LIV Golf is actively seeking to raise between $250 million and $350 million in new financing to continue its operations beyond the current season, following the Saudi Public Investment Fund's (PIF) decision to stop funding the league after the 2026 season [1]. The capital raise, which is being managed by boutique investment bank Ducera Partners, is aimed at fully recapitalizing LIV and establishing a path to profitability, according to documents reviewed by CNBC [1].
This fundraising effort comes after PIF Chairman Yasir Al-Rumayyan stepped down as chairman of LIV Golf, a league he co-founded with Greg Norman in 2022 [1]. The league has also installed a new independent board of directors, led by Gene Davis of Pirinate Consulting Group and Jon Zinman of JZ Advisors, both experienced in capital markets and restructuring [1].
LIV Golf's financial challenges are underscored by reports that PIF invested more than $5 billion in the league, which has yet to achieve profitability [1]. The league is now facing hundreds of millions in player contract obligations and aims to become profitable within the next two years [1]. The withdrawal of PIF's support has raised questions about how CEO Scott O'Neil will restructure operations without access to billions in funding [1].
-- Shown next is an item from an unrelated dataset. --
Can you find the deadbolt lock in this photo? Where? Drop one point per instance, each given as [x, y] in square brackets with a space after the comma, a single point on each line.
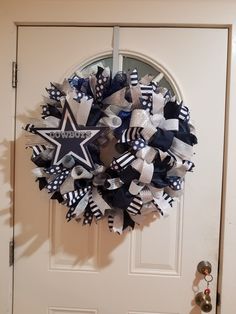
[204, 267]
[204, 301]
Bloomberg News reported earlier this week that LIV Golf has begun evaluating bankruptcy as a potential tool to reset its business operations and potentially nullify contractual obligations, such as those related to real estate and employment [1]. This possibility has reportedly prompted some players to consider alternative options for their professional careers [1].
CONCLUSION
LIV Golf is at a critical juncture, seeking substantial new investment to secure its future after the withdrawal of Saudi PIF support. The league faces significant financial and operational challenges, including the possibility of bankruptcy and player departures, as it strives for profitability in the coming years.